What is God already doing in my life that I'm not seeing yet — and what simple thing is He asking me to do about it?
And when the servant of the man of God was risen early, and gone forth, behold, an host compassed the city both with horses and chariots. And his servant said unto him, Alas, my master! how shall we do? And he answered, Fear not: for they that be with us are more than they that be with them. And Elisha prayed, and said, Lord, I pray thee, open his eyes, that he may see. And the Lord opened the eyes of the young man; and he saw: and, behold, the mountain was full of horses and chariots of fire round about Elisha. 2 Kings 6:15–17
The deliverance was already present. The sight wasn't. Elisha's prayer is not "Lord, send an army." The army was already there.
Sixty seconds of context
These aren't two disconnected weeks of Bible stories.

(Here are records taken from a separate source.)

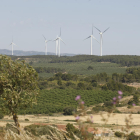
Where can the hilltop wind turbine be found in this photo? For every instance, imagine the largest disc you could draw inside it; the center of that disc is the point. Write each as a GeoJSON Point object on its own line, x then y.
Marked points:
{"type": "Point", "coordinates": [91, 36]}
{"type": "Point", "coordinates": [59, 39]}
{"type": "Point", "coordinates": [56, 44]}
{"type": "Point", "coordinates": [12, 44]}
{"type": "Point", "coordinates": [46, 41]}
{"type": "Point", "coordinates": [101, 37]}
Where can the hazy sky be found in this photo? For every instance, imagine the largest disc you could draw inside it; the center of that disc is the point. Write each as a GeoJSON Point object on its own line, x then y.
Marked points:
{"type": "Point", "coordinates": [27, 20]}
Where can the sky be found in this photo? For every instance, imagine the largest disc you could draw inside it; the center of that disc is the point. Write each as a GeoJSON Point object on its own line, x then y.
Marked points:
{"type": "Point", "coordinates": [26, 20]}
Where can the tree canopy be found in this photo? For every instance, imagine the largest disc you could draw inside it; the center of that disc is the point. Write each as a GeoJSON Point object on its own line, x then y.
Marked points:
{"type": "Point", "coordinates": [18, 86]}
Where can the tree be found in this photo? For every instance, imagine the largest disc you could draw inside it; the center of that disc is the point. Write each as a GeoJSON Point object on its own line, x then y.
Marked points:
{"type": "Point", "coordinates": [18, 86]}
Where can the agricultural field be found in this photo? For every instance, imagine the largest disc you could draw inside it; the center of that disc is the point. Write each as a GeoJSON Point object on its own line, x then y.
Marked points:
{"type": "Point", "coordinates": [81, 68]}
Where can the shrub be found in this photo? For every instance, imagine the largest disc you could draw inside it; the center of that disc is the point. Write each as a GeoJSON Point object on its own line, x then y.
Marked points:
{"type": "Point", "coordinates": [116, 111]}
{"type": "Point", "coordinates": [72, 130]}
{"type": "Point", "coordinates": [119, 134]}
{"type": "Point", "coordinates": [68, 110]}
{"type": "Point", "coordinates": [90, 68]}
{"type": "Point", "coordinates": [59, 82]}
{"type": "Point", "coordinates": [12, 128]}
{"type": "Point", "coordinates": [26, 119]}
{"type": "Point", "coordinates": [1, 115]}
{"type": "Point", "coordinates": [38, 130]}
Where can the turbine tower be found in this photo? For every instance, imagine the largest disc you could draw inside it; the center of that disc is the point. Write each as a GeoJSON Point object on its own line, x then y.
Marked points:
{"type": "Point", "coordinates": [101, 37]}
{"type": "Point", "coordinates": [46, 41]}
{"type": "Point", "coordinates": [12, 44]}
{"type": "Point", "coordinates": [56, 44]}
{"type": "Point", "coordinates": [91, 36]}
{"type": "Point", "coordinates": [59, 39]}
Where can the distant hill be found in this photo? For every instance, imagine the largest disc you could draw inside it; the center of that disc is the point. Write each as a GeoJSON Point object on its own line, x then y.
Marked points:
{"type": "Point", "coordinates": [28, 53]}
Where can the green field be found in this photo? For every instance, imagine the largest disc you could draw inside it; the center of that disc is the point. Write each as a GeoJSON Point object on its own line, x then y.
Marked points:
{"type": "Point", "coordinates": [81, 68]}
{"type": "Point", "coordinates": [55, 100]}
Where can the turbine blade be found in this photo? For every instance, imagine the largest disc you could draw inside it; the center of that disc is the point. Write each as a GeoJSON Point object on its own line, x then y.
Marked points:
{"type": "Point", "coordinates": [14, 44]}
{"type": "Point", "coordinates": [95, 39]}
{"type": "Point", "coordinates": [62, 41]}
{"type": "Point", "coordinates": [102, 38]}
{"type": "Point", "coordinates": [97, 29]}
{"type": "Point", "coordinates": [49, 40]}
{"type": "Point", "coordinates": [44, 37]}
{"type": "Point", "coordinates": [106, 29]}
{"type": "Point", "coordinates": [60, 31]}
{"type": "Point", "coordinates": [55, 39]}
{"type": "Point", "coordinates": [92, 29]}
{"type": "Point", "coordinates": [87, 37]}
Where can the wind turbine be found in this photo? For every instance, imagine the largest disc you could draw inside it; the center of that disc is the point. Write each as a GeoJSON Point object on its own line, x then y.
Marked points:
{"type": "Point", "coordinates": [46, 41]}
{"type": "Point", "coordinates": [101, 37]}
{"type": "Point", "coordinates": [13, 44]}
{"type": "Point", "coordinates": [59, 39]}
{"type": "Point", "coordinates": [56, 44]}
{"type": "Point", "coordinates": [91, 36]}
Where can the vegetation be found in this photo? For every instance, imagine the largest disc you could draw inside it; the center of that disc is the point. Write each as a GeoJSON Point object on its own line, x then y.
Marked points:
{"type": "Point", "coordinates": [18, 86]}
{"type": "Point", "coordinates": [55, 100]}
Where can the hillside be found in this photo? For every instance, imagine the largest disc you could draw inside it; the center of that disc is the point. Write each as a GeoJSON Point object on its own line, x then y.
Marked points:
{"type": "Point", "coordinates": [80, 64]}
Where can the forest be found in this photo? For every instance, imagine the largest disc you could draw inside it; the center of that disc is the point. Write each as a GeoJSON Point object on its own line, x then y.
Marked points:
{"type": "Point", "coordinates": [97, 79]}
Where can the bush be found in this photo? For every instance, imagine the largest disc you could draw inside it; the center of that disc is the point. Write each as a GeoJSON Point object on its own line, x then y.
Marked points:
{"type": "Point", "coordinates": [132, 136]}
{"type": "Point", "coordinates": [59, 82]}
{"type": "Point", "coordinates": [90, 68]}
{"type": "Point", "coordinates": [116, 111]}
{"type": "Point", "coordinates": [1, 115]}
{"type": "Point", "coordinates": [38, 130]}
{"type": "Point", "coordinates": [12, 128]}
{"type": "Point", "coordinates": [68, 110]}
{"type": "Point", "coordinates": [26, 119]}
{"type": "Point", "coordinates": [97, 108]}
{"type": "Point", "coordinates": [119, 134]}
{"type": "Point", "coordinates": [72, 130]}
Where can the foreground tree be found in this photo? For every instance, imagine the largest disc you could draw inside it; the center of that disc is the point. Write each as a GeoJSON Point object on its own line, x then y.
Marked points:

This is the stretch of history that ends with Lehi.
Block one · 2 Kings 5:1–15
Notice who actually moves Naaman toward healing: an unnamed captive Israelite girl (vv. 2–3), and then his own servants (v. 13). Neither has any status. Both are right.

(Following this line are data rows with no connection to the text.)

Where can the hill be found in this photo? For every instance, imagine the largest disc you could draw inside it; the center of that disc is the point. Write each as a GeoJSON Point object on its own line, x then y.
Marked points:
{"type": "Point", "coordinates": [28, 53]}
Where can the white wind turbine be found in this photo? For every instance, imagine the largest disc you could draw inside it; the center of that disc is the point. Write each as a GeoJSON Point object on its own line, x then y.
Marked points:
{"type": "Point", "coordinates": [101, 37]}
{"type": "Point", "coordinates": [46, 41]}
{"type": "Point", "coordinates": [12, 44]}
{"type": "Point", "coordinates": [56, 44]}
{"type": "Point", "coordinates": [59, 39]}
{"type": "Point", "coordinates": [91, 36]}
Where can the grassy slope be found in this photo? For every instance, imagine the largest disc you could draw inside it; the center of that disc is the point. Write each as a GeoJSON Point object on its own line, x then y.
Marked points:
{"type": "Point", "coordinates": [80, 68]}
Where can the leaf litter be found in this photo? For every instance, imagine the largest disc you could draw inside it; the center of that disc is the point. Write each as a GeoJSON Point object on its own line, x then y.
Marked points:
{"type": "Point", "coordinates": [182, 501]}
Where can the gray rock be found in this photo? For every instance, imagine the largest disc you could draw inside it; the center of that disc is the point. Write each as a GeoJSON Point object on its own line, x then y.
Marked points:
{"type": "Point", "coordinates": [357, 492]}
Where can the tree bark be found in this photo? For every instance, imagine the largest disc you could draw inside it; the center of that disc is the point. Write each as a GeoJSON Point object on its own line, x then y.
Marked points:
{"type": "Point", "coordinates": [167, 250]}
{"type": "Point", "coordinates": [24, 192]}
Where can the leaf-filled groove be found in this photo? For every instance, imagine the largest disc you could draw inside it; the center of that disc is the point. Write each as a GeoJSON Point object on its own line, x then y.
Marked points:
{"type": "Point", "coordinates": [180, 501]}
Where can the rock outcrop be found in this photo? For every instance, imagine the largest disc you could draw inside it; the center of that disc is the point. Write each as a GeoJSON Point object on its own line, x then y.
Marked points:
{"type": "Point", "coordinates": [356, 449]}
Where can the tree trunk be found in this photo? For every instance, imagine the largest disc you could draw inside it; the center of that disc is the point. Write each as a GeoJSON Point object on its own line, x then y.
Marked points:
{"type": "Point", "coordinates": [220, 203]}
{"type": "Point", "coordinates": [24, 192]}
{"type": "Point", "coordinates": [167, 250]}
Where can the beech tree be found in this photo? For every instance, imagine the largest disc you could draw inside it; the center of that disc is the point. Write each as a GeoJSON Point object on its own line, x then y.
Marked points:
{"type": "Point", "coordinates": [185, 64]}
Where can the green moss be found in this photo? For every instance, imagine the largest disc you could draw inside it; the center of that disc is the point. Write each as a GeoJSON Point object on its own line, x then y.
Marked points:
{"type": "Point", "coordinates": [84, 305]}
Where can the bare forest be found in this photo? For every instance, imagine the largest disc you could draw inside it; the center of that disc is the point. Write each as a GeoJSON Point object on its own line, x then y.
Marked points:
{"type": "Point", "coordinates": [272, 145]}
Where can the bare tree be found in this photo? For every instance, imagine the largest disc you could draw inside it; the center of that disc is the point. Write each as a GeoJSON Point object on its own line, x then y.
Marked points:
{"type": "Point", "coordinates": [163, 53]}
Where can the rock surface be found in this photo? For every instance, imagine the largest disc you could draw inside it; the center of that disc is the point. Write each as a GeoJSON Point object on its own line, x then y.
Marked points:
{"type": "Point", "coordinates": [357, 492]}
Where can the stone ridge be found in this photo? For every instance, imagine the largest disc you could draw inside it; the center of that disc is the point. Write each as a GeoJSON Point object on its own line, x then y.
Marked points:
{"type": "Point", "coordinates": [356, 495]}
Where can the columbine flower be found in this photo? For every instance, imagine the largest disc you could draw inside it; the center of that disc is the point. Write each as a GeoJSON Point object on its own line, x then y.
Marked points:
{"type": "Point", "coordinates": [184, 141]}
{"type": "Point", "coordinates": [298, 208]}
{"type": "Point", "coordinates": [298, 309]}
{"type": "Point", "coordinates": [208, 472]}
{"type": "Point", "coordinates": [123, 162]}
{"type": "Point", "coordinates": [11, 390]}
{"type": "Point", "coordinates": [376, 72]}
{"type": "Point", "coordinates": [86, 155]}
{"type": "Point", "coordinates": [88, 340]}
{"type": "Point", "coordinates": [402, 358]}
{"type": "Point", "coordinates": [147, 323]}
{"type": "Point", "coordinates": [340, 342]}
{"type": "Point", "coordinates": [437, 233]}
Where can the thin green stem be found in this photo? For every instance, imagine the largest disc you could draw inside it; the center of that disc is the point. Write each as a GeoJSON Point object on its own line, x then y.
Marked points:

What is the Lord inviting you to do right now that feels too small to matter?
Block two · 2 Kings 6:8–23
After the servant's eyes are opened, notice the ending nobody expects (vv. 21–23): Elisha's response to a captured enemy army is to feed them and send them home. Israel is left in peace.

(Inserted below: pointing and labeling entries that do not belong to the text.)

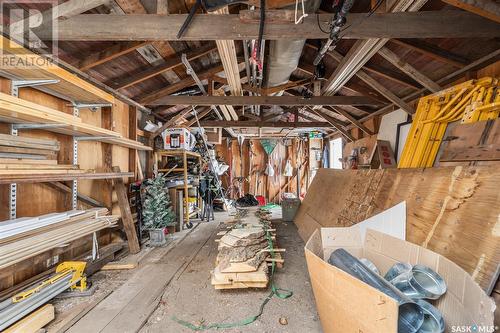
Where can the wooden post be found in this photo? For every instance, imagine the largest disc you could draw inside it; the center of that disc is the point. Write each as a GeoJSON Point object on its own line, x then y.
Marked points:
{"type": "Point", "coordinates": [127, 220]}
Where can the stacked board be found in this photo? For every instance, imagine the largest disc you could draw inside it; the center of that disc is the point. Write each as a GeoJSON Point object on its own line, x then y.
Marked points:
{"type": "Point", "coordinates": [25, 237]}
{"type": "Point", "coordinates": [244, 252]}
{"type": "Point", "coordinates": [16, 110]}
{"type": "Point", "coordinates": [16, 148]}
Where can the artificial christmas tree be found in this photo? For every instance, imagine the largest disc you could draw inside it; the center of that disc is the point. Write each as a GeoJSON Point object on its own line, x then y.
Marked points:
{"type": "Point", "coordinates": [156, 210]}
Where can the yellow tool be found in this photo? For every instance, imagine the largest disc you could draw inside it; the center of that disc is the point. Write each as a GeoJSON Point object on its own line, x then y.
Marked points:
{"type": "Point", "coordinates": [78, 280]}
{"type": "Point", "coordinates": [468, 102]}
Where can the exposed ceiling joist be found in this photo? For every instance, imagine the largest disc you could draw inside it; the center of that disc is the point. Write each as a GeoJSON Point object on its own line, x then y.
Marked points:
{"type": "Point", "coordinates": [352, 120]}
{"type": "Point", "coordinates": [265, 100]}
{"type": "Point", "coordinates": [433, 51]}
{"type": "Point", "coordinates": [362, 51]}
{"type": "Point", "coordinates": [152, 97]}
{"type": "Point", "coordinates": [65, 10]}
{"type": "Point", "coordinates": [113, 52]}
{"type": "Point", "coordinates": [487, 8]}
{"type": "Point", "coordinates": [169, 63]}
{"type": "Point", "coordinates": [429, 24]}
{"type": "Point", "coordinates": [376, 85]}
{"type": "Point", "coordinates": [409, 69]}
{"type": "Point", "coordinates": [263, 124]}
{"type": "Point", "coordinates": [334, 123]}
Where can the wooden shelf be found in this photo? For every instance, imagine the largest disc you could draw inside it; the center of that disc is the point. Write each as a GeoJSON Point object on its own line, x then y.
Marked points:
{"type": "Point", "coordinates": [30, 176]}
{"type": "Point", "coordinates": [70, 86]}
{"type": "Point", "coordinates": [17, 110]}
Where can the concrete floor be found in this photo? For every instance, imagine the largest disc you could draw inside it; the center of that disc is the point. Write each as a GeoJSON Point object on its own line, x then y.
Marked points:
{"type": "Point", "coordinates": [191, 297]}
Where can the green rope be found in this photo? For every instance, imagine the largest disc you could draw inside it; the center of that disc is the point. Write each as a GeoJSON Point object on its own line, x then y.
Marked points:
{"type": "Point", "coordinates": [275, 291]}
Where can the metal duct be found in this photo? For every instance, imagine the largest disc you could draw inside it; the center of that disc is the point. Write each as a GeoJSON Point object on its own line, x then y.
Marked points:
{"type": "Point", "coordinates": [284, 55]}
{"type": "Point", "coordinates": [411, 315]}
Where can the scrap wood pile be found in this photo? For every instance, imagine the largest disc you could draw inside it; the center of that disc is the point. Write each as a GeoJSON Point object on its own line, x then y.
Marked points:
{"type": "Point", "coordinates": [246, 251]}
{"type": "Point", "coordinates": [26, 237]}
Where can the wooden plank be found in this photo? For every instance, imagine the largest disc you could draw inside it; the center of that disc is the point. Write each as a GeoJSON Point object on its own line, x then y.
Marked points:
{"type": "Point", "coordinates": [83, 198]}
{"type": "Point", "coordinates": [153, 96]}
{"type": "Point", "coordinates": [428, 24]}
{"type": "Point", "coordinates": [131, 304]}
{"type": "Point", "coordinates": [126, 214]}
{"type": "Point", "coordinates": [170, 63]}
{"type": "Point", "coordinates": [486, 8]}
{"type": "Point", "coordinates": [432, 51]}
{"type": "Point", "coordinates": [103, 56]}
{"type": "Point", "coordinates": [376, 85]}
{"type": "Point", "coordinates": [265, 100]}
{"type": "Point", "coordinates": [34, 321]}
{"type": "Point", "coordinates": [353, 120]}
{"type": "Point", "coordinates": [269, 124]}
{"type": "Point", "coordinates": [51, 177]}
{"type": "Point", "coordinates": [70, 85]}
{"type": "Point", "coordinates": [409, 69]}
{"type": "Point", "coordinates": [334, 123]}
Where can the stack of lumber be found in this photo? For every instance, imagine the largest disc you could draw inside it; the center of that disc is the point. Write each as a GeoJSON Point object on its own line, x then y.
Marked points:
{"type": "Point", "coordinates": [24, 238]}
{"type": "Point", "coordinates": [18, 147]}
{"type": "Point", "coordinates": [244, 254]}
{"type": "Point", "coordinates": [17, 110]}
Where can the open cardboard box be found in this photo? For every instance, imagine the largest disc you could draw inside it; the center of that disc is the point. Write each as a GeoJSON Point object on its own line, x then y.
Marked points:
{"type": "Point", "coordinates": [346, 304]}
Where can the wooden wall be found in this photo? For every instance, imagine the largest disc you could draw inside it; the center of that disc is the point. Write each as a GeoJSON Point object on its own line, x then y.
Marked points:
{"type": "Point", "coordinates": [38, 199]}
{"type": "Point", "coordinates": [253, 161]}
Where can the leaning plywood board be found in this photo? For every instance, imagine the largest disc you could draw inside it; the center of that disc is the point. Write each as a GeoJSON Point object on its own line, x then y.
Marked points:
{"type": "Point", "coordinates": [70, 86]}
{"type": "Point", "coordinates": [452, 211]}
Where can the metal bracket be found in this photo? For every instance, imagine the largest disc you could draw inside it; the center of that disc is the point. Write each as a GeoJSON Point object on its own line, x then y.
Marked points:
{"type": "Point", "coordinates": [190, 71]}
{"type": "Point", "coordinates": [16, 84]}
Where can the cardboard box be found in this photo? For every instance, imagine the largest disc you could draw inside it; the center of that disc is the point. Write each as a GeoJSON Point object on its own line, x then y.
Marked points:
{"type": "Point", "coordinates": [346, 304]}
{"type": "Point", "coordinates": [178, 138]}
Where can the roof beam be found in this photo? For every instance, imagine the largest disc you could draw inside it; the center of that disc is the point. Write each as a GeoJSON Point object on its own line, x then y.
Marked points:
{"type": "Point", "coordinates": [362, 51]}
{"type": "Point", "coordinates": [428, 24]}
{"type": "Point", "coordinates": [152, 97]}
{"type": "Point", "coordinates": [113, 52]}
{"type": "Point", "coordinates": [170, 63]}
{"type": "Point", "coordinates": [334, 123]}
{"type": "Point", "coordinates": [66, 9]}
{"type": "Point", "coordinates": [353, 120]}
{"type": "Point", "coordinates": [270, 124]}
{"type": "Point", "coordinates": [265, 100]}
{"type": "Point", "coordinates": [433, 51]}
{"type": "Point", "coordinates": [361, 74]}
{"type": "Point", "coordinates": [409, 69]}
{"type": "Point", "coordinates": [486, 8]}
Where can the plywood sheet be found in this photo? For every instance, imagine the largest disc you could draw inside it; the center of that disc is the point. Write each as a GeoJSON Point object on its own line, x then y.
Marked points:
{"type": "Point", "coordinates": [450, 210]}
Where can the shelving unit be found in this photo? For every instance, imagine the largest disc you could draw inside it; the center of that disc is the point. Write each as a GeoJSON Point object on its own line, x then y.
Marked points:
{"type": "Point", "coordinates": [161, 156]}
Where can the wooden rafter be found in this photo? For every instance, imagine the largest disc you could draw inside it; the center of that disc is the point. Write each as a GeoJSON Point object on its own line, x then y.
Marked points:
{"type": "Point", "coordinates": [113, 52]}
{"type": "Point", "coordinates": [428, 24]}
{"type": "Point", "coordinates": [170, 63]}
{"type": "Point", "coordinates": [265, 100]}
{"type": "Point", "coordinates": [433, 51]}
{"type": "Point", "coordinates": [269, 124]}
{"type": "Point", "coordinates": [154, 96]}
{"type": "Point", "coordinates": [377, 86]}
{"type": "Point", "coordinates": [334, 123]}
{"type": "Point", "coordinates": [409, 69]}
{"type": "Point", "coordinates": [352, 120]}
{"type": "Point", "coordinates": [487, 8]}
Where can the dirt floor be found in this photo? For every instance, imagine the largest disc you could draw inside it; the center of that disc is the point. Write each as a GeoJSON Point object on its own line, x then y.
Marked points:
{"type": "Point", "coordinates": [184, 290]}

Take 90 seconds. List "they that be with us" — the actual, named people God has placed around you. Family. Ministering brothers and sisters. A coworker. Someone in this room.
Then: whose list are you probably on without knowing it?
Block three · 2 Kings 18–19
The Northern Kingdom has just been annihilated. Assyria is not bluffing. Then the Rabshakeh stands outside the wall and shouts propaganda in Hebrew, on purpose, so the people on the wall can hear (18:28). His arguments are startlingly modern:
Block four · 2 Kings 22–23
Josiah is crowned at eight years old after his father is assassinated. He awakens spiritually around sixteen. A decade later, during temple repairs, the high priest Hilkiah finds a scroll — most or all of Deuteronomy, the very book describing what happens to a covenant people who do exactly what Judah has been doing. Josiah hears it read and tears his clothes.
How does a nation lose its scriptures inside its own temple?
Drift is rarely a decision. It's an accumulation.
Josiah sends five of the highest men in the kingdom — Hilkiah the high priest among them — to inquire of the Lord. They don't summon anyone to the palace. They walk across Jerusalem to a house in the second quarter, and the record says they communed with Huldah.
And she said unto them, Thus saith the Lord God of Israel, Tell the man that sent you to me... Because thine heart was tender, and thou hast humbled thyself before the Lord... I also have heard thee, saith the Lord. 2 Kings 22:15, 19 — read the full passage, vv. 14–20
Closing
This week, pick one — the simple thing you've been resisting, the person you've been overlooking, or the scripture you haven't opened. And ask the Elisha prayer for it: Lord, open my eyes.